I wrote a post recently on projections and why I don't like or use them when valuing a company. If you are a regular reader you know my disdain for using DCF as an acquisition valuation method, and projections are the heart of every DCF. Does that mean you shouldn't have or use financial projections? Not necessarily.
When I'm looking to buy a company, I like to see past budgets and variance reports. Show me the stuff put together by the line managers, sales managers and controllers; not the stuff constructed by your investment bankers. If you're selling your company today, all I need to see is the operating budget on a monthly basis for the rest of this year.

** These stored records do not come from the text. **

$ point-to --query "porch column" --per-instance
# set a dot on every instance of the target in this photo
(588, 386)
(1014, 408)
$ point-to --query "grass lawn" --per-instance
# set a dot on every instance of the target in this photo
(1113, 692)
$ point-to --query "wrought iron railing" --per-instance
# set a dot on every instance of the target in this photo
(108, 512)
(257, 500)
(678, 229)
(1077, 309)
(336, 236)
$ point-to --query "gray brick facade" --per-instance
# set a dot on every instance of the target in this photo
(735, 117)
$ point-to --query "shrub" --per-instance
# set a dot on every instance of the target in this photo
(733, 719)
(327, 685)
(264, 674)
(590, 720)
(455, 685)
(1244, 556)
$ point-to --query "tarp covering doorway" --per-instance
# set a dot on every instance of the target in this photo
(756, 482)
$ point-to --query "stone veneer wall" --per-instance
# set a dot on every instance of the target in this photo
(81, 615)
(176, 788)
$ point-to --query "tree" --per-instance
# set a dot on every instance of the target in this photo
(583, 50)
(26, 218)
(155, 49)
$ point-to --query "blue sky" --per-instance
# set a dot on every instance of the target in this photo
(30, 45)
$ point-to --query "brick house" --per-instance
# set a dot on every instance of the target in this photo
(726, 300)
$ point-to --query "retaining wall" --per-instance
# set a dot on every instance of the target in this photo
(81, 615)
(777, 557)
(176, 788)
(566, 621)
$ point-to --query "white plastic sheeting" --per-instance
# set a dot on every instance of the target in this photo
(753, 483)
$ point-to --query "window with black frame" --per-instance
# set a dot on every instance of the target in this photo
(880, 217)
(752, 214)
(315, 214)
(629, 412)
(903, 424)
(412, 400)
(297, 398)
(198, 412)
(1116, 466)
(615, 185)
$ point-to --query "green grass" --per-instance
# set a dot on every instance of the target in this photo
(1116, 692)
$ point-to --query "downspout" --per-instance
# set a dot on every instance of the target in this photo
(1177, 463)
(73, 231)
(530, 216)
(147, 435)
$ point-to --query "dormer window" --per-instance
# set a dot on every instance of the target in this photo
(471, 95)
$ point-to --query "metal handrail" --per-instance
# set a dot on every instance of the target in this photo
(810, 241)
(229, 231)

I don't need to see a 30-sheet model detailing your financial future through 2011. I create my own projections for targets and usually assume revenue goes down and integration costs outweigh synergies for the first year or two.
What I really find helpful is when companies document and memorialize their budgets and variance. Here's how - when you create your company's operating budget for next year, document the detailed input from the various managers who created it. Then you and your CFO should certify the budget with its assumptions by having it notarized. At the end of the first quarter in your budget cycle, using your variance report, write a MD&A. Instead of just comparing past results, also compare the most recent quarter's results to your budget for that quarter. Go into great detail as to why you hit or missed your numbers. Again, certify the variance report and MD&A by notarize it. Do this every quarter. Showing me several years of this kind of information is not only intelligence vs. data, but also gives me some insight into your managers' abilities.